Individuals in families with Lynch syndrome are trusted with a large and complex information burden, which can be questioned since dissemination of information occurs through routes and methods determined by family members and is sensitive to personal interpretations and misunderstandings. Communication plays a significant role in managing life at increased risk of cancer and is likely linked to participation in surveillance programs and thereby to the possibilities of reducing morbidity and mortality from colorectal cancer [11,21-25]. Misconceptions were identified among both carriers and non-carriers and were related to children’s risks and the outcome of genetic testing. Since misunderstandings can be resolved by updated information, continued contact with the families related to risk estimates and surveillance may be useful. Open communication has been found to facilitate the spread of information, reduce the risk of misconceptions and ease adjustment to difficult situations [26]. Experience of cancer seems to facilitate openness, which has also been observed in hereditary breast and ovarian cancer [27,28]. In contrast, poor communication is a major determinant of adverse consequences and lack of support from family members can increase vulnerability [26,29].
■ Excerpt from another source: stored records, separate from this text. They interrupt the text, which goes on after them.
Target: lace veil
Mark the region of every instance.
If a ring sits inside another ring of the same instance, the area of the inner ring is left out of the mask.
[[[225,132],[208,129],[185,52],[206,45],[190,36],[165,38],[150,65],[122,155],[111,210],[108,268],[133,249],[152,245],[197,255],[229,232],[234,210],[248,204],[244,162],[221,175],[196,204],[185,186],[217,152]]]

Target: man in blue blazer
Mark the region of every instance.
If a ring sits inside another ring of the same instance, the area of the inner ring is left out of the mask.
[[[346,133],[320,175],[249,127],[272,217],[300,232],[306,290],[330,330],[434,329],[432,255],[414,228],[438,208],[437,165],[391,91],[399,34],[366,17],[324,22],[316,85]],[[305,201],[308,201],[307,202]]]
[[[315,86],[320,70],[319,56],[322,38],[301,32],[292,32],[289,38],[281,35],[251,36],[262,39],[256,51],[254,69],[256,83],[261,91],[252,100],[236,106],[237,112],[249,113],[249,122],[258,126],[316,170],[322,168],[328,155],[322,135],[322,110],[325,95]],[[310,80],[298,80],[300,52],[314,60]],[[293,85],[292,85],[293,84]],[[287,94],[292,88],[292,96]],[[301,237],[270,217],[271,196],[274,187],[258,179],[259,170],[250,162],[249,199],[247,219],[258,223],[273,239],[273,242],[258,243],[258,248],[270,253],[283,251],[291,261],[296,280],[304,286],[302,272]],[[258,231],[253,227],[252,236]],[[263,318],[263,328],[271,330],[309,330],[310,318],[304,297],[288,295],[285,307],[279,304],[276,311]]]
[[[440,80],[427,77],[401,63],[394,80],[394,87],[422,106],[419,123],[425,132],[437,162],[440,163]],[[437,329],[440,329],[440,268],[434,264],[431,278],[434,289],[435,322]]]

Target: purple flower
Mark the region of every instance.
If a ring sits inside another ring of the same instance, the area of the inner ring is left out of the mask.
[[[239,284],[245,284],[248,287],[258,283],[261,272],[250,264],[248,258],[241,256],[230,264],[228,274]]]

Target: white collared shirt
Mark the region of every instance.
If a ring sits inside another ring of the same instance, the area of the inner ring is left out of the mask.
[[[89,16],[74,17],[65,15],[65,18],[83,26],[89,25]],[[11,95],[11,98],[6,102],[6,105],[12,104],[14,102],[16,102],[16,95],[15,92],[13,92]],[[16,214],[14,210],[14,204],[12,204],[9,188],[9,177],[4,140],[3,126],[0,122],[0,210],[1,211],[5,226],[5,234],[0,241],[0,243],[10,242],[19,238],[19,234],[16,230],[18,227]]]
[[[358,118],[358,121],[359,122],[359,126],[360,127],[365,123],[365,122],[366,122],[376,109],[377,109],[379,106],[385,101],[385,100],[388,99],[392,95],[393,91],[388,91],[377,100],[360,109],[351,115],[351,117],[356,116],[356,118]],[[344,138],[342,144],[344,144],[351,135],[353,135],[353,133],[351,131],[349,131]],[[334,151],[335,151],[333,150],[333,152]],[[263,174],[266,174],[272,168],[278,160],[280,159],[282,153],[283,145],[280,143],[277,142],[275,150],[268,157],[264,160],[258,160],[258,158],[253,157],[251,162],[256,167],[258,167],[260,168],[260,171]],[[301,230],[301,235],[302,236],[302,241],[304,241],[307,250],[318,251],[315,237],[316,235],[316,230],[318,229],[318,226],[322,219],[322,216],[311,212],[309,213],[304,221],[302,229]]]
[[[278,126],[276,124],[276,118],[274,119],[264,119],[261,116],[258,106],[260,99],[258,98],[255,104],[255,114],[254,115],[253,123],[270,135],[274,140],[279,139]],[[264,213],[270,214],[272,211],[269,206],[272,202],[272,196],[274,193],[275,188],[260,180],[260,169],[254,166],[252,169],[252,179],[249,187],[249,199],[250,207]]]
The influence on family relationships was repeatedly referred to. Positive implications were more often described by carriers than non-carriers, which may reflect adaptation and coping [12,30]. A minority of the families reported a negative impact, including isolation and guilt [26]. Females often took on a coordinating and supportive role and may thus represent a target group for e.g. education regarding communication skills and updated information, which is consistent with observations that females are crucial in communicating genetic information [8,31].

Conclusions

Genetic counselling emphasizes the individual’s decision to undergo genetic testing and surveillance, but at the same time family relations influence information spread, coping and adherence to surveillance. Perspectives related to becoming a risk family, altered relations and impact on relations was referred to by several family members suggesting that these issues could be relevant to discuss during genetic counselling. The observation that the families are left with a large information burden, which is typically centered around a female member underlines that knowledge about hereditary cancer is sensitive to communication skills and family relations. Our findings suggest a need for updated information and education, which could also counteract the observation that families with fewer cancer cases and later age at onset tend to postpone information, which may have undesired consequences related to the efficacy of surveillance.

Competing of interest

No part of these data have been sent or published elsewhere. None of the authors have any conflicts of interest.

Author contributions

KB designed the study, interviewed the participants, analyzed the data and drafted the manuscript. MN designed the study, analyzed the data and drafted the manuscript. CC designed the study, interviewed the participants, analyzed the data and drafted the manuscript. All authors read and approved the final manuscript.

Acknowledgement

This study was supported by The Nilsson Cancer Fund and the Kamprad Cancer Fund.